Sesampainya di rumah sakit aku tak tau harus bagaimana lagi, aku tidak punya uang untuk membayar administrasi papa, dan untungnya ada seorang laki laki yang tampan dan mapan menolongku membayar biaya administrasi dan pemakaman papa, aku tak tau siapa dia, yang aku tau dia adalah sosok malaikat yang datang di hidupku, yang membantuku dengan senyuman manisnya.
Malam pun berlalu aku masih menitiskan air mataku di pemakaman papa, menceritakan berbagai kenanganku dengan papa, menceritakan bahwa aku selalu dibully disekolah, mereka selalu menyindir papa yang miskin dan mengolok olokku karna punya papa yang tidak bisa diandalkan, mereka hanya tidak tau betapa hebatnya papa dalam hidupku, menceritakan beban yang selalu aku tanggung dalam hidup ini didepan makam papa, aku tau papa sedih mendengarnya tapi aku tak bisa merahasiakan hal ini lagi pada papaku.
"Dengan nak diana?"
Suara yang berat itu mengejutkan ku dengan seketika.
"Iya, maaf sebelummnya Bapak siapa ya?"
"Perkenalkan saya Azra Firda,kepala sekolah dari sekolah Adisura Wisuna"
"Ada yang bisa saya bantu Pak?"
"Saya ingin mengundang nak Diana Gahari menjadi murid di sekolah saya dengan semua biaya ditanggung oleh sekolah."
"Maaf Pak... mungkin Bapak salah orang."
"Tidak Nak... sekolah kami memang ingin merekrut anak-anak berbakat seperti Nak Diana."
"Sekali lagi maaf Pak, saya tidak memiliki bakat apapun, dan sekolah itu terlalu tinggi buat anak seperti saya."
"Saya tau Nak bahwa kamu Diana Gahari adalah juara olimpiade fisika dan matematika tingkat internasional, jadi saya ingin kamu mendapatkan pendidikan yang lebih baik lagi Nak."
"Saya rasa saya tidak pantas menerima kebaikan hati Bapak."
"Kalo kamu merasa begitu, bagaimana setelah pulang sekolah saya memberi kamu pekerjaan untuk membayar sekolah dan kebutuhanmu?"
"Maaf Pak, saya rasa......."
"Jangan terburu-buru Nak, apakah kamu tidak mau menyelidiki kematian papamu?
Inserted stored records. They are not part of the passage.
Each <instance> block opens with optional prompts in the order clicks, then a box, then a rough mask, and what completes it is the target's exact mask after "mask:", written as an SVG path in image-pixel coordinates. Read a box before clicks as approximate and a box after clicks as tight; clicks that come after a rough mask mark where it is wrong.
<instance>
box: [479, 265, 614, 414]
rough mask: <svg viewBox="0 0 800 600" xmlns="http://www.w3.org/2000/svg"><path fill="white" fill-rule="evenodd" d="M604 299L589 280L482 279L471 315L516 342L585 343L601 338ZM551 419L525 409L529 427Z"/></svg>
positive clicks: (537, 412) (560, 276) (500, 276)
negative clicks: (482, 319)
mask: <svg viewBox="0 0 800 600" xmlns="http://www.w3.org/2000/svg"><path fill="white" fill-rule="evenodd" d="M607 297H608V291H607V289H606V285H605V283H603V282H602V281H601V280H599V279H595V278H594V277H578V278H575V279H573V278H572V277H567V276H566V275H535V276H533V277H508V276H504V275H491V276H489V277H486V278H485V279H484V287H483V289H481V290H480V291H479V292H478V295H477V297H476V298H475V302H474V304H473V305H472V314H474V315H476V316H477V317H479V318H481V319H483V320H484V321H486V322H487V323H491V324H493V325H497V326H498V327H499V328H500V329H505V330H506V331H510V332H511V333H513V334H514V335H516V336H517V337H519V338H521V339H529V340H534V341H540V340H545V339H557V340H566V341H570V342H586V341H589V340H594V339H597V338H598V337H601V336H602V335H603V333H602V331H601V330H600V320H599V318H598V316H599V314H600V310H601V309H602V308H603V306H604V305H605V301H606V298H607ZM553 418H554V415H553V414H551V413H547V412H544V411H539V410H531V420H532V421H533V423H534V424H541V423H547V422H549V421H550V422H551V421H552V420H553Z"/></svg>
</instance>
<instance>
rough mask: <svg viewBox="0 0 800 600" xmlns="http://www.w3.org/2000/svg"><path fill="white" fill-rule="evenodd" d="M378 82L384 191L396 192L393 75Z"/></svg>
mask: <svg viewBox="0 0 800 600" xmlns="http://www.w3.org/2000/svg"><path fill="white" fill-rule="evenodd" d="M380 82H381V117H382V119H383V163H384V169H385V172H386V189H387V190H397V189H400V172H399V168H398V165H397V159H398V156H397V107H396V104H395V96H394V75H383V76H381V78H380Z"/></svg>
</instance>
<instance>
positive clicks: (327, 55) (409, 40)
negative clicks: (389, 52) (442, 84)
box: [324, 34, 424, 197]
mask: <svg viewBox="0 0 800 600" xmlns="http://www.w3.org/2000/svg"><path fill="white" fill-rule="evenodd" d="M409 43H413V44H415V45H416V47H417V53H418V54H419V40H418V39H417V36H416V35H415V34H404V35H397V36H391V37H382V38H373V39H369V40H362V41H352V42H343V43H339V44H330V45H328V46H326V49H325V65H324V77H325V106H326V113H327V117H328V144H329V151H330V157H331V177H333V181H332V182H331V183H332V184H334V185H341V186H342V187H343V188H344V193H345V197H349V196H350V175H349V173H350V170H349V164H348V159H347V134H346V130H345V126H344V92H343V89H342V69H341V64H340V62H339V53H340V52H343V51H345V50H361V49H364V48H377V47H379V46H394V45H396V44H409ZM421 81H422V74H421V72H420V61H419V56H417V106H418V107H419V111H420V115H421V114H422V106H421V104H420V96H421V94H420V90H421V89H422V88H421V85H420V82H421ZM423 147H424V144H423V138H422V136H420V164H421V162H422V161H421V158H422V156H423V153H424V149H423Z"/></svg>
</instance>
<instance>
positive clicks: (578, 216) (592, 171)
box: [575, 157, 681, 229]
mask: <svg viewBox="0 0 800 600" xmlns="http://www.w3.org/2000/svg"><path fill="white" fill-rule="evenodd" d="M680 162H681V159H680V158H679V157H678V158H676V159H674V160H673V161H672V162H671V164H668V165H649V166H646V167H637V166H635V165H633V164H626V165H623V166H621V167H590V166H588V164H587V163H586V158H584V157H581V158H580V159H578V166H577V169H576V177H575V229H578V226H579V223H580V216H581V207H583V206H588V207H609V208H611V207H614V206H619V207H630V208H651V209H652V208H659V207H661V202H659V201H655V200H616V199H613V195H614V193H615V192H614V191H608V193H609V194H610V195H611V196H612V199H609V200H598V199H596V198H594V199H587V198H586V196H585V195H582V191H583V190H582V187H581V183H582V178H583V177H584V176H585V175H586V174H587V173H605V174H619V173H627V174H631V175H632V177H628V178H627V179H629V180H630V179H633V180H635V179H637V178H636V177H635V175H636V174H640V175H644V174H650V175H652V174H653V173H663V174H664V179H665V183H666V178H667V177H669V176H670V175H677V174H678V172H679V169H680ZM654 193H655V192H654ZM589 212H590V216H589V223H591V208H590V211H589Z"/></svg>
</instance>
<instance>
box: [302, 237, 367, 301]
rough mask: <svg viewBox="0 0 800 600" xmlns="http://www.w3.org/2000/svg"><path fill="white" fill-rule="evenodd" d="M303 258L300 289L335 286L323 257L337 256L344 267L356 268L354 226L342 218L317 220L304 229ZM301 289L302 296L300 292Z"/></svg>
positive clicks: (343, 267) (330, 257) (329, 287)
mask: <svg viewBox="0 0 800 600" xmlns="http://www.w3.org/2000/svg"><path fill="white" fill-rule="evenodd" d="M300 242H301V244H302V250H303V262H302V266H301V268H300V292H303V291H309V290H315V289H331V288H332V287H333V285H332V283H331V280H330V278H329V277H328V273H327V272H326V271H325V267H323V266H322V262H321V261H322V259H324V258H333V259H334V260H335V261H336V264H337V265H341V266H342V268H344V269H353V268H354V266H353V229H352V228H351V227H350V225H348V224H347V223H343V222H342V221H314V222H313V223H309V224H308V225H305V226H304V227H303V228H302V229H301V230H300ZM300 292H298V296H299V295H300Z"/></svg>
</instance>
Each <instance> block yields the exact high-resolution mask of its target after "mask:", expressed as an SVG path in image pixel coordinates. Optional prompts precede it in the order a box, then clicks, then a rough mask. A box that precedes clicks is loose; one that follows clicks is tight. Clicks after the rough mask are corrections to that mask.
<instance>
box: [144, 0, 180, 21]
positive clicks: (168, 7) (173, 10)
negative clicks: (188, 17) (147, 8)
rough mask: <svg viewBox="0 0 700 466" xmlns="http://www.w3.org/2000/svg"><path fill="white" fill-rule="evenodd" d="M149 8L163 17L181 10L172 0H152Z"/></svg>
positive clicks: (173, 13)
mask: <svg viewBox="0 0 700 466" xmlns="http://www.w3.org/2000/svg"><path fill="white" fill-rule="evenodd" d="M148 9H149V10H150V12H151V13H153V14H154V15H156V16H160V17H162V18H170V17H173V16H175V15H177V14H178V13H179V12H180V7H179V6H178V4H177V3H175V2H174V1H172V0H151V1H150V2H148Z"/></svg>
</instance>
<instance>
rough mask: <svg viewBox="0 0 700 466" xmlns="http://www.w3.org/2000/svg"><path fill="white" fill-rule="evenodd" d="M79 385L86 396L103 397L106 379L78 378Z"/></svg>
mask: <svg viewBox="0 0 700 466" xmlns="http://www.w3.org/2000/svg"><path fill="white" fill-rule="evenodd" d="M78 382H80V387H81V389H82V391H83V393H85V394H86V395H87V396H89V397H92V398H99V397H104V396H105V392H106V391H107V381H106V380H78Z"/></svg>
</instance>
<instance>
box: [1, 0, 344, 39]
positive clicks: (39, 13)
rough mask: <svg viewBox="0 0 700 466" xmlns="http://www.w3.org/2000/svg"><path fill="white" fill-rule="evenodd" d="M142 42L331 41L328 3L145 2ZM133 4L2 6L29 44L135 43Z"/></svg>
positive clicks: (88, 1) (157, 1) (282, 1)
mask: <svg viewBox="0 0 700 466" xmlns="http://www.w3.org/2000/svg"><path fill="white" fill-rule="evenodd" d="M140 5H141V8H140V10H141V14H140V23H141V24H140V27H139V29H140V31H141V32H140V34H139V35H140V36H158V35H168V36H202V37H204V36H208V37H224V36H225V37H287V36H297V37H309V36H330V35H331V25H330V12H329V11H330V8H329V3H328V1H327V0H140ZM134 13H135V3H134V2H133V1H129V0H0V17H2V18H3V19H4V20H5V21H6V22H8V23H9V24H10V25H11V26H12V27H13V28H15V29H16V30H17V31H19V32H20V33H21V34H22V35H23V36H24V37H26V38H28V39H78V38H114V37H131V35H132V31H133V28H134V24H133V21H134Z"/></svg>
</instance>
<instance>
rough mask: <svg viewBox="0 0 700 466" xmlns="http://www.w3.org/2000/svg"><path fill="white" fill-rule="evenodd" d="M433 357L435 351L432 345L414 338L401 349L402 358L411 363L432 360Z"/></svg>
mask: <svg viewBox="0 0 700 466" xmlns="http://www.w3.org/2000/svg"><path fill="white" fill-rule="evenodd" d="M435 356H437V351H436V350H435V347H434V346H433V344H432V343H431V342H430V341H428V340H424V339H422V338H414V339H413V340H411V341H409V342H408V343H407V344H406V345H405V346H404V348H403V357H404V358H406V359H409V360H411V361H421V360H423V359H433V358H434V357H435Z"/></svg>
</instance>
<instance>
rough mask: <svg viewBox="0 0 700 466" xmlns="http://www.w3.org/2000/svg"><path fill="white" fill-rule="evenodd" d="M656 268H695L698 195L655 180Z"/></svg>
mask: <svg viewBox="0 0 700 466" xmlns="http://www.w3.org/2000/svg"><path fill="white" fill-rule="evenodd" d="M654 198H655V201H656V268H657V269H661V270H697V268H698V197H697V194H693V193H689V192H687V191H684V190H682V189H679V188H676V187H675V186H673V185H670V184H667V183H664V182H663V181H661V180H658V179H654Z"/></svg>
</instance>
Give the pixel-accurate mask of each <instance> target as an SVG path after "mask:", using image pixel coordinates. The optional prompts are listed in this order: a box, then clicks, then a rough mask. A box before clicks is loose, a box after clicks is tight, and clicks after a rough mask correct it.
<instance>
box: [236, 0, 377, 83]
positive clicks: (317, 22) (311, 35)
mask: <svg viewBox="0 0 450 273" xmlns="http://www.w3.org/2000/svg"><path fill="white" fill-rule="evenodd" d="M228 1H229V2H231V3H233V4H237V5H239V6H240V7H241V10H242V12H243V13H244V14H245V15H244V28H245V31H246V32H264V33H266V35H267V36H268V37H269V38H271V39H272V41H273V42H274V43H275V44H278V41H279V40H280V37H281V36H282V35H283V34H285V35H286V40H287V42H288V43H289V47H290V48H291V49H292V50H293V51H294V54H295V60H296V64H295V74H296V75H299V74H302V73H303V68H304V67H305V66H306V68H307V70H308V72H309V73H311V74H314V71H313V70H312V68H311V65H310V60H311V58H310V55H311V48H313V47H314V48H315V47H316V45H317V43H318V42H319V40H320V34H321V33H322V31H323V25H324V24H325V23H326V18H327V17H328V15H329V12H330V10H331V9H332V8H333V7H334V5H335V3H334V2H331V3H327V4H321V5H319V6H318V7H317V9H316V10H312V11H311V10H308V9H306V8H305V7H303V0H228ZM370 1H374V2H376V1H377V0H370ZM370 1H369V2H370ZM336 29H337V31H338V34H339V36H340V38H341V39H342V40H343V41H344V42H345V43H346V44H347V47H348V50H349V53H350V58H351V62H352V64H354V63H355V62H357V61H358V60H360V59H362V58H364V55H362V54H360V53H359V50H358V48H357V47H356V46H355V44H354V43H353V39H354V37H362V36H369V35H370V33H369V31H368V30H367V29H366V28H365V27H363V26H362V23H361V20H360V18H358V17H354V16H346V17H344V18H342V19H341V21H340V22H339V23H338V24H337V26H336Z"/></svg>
Yang terlihat begitu aneh?
"Dari mana Bapak tau keanehan kecelakaan yang menimpa papa saya?!"
"Hahahaha itu bukanlah kecelakaan Nak, karna tidak mungkin becak yang berjalan dengan pelannya itu bisa terpeleset dari jalanan yang tidak licin tersebut Nak, kecuali ada orang yang telah memodifikasi becak tersebut."
Seketika aku terhentak mendengar ucapan kepala sekolah itu.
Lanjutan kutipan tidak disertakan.